As an intercultural educator, I’ve spent my last 10 years working with study abroad students in Australia. In the process I’ve become convinced that the practice of pilgrimage is an essential activity that can help student pay attention to where they are and connect on a deep level when they visit a new place. I designed my study abroad program to encourage students to engage with their experience more as pilgrims than tourists, and also to take this practice home with them.  Now that I’m back in the U.S.A. I am exploring how the practice of pilgrimage might be practical for busy professionals and parents. My students were privileged to enjoy a focused pilgrimage in Australia, yet my overworked, weary, preoccupied friends and workmates could also benefit from a similar kind of journey, even if it’s not somewhere far away.    

So, I am designing a workbook for how we all can engage our location more intentionally. Last year I read a fascinating book by Matthew B. Crawford called The World Beyond Your Head: On Becoming an Individual in an Age of Distraction. Crawford helped convince me that humans need to participate in activities that structure our attention and help us refocus it on our local places. The idea for my workbook is to create activities where people can engage their city or neighborhood through condensed, local, pilgrimage experiences (or what I like to call “micro-pilgrimages”). I hope this journal will be a tool to help people to participate in mystery and transcendence, to connect and pay attention to their local community and place.  
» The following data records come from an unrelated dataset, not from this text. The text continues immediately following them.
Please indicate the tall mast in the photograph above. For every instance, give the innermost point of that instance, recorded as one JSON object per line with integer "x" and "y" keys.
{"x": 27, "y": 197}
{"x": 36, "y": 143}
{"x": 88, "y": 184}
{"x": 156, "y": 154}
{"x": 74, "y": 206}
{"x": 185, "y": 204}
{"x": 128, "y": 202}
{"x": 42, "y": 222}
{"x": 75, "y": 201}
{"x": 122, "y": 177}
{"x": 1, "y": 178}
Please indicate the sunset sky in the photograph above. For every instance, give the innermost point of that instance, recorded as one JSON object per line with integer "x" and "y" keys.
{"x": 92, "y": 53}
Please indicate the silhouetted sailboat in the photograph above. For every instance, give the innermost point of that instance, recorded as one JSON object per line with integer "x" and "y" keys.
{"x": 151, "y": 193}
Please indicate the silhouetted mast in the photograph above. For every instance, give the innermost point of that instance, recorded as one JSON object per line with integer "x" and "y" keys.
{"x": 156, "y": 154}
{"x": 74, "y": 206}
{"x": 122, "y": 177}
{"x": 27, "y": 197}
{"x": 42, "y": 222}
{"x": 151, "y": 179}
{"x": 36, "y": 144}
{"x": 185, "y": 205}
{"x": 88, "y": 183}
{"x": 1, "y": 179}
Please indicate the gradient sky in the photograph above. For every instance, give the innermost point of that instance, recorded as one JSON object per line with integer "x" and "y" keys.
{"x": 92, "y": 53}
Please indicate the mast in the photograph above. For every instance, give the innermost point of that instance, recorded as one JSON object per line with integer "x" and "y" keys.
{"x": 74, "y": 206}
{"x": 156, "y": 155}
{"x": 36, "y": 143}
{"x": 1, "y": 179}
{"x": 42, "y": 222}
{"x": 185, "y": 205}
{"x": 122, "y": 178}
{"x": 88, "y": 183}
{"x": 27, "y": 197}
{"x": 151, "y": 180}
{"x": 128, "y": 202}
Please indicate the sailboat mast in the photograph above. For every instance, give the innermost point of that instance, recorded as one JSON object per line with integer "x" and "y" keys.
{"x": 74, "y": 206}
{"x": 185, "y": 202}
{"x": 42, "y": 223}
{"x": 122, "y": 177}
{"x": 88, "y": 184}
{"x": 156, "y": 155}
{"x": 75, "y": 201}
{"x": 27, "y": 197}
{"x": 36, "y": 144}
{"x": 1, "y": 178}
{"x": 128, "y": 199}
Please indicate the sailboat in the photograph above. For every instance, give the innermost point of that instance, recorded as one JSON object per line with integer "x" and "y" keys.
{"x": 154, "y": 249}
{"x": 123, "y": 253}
A pilgrimage is a journey of transformation. Traditional pilgrimage has three components: memory or roots (the place you journey from); an experience (the place you journey to); and a future hope (the goal or purpose of the journey). It’s important for a pilgrim to know where they have come from so that their journey is an intentional exploration into the deeper questions of life. The pilgrim’s journey often requires some form of disorientation or discomfort or a shedding of the normal routines of life. Embodiment is a key component of pilgrimage. It’s not a journey we take in our mind, rather it is sacramental in nature. Pilgrims physically pass through material places that are regarded as sacred or which become sacred when they experience transcendence in that place. Since pilgrimage recognizes a hallowedness in certain localities, it can help us “re-enchant” the material world and remember its profound mysteries.

This journey of transformation is physical, but it doesn’t have to be far away.  The pilgrim’s journey can be deep rather than distant. So these micro-pilgrimages can be a local nature trail, a historic monument, a cathedral or chapel, a community garden, an art installation, or a cemetery. It’s how we experience these places, what we do when we are there, and how we allow them to shape us that makes all the difference.

I came to Rockwall Openspace searching for a space to write about pilgrimage as a transcendent practice. But coming here has also reminded me that it’s our mindset and our practices that shape spaces into places (whether those places are far away or right around the corner). Coming to work every day isn’t the pilgrim journey, but it still can be a sacred place, a place that pushes back against “creeping placelessness”, a place where we practice connection, hospitality, and encouragement. Our work can be spiritual and placed in a way that so many of us miss out on in our modern lives. Networking, relationship building, brainstorming, environmental sustainability, paying attention to each other and our surroundings, and gathering for the good of the local community are transformational practices. It’s in those local practices that a coworking space has the potential to becomes a place.

Or as the tagline reads here at Rockwall Openspace, it’s “coworking with purpose.”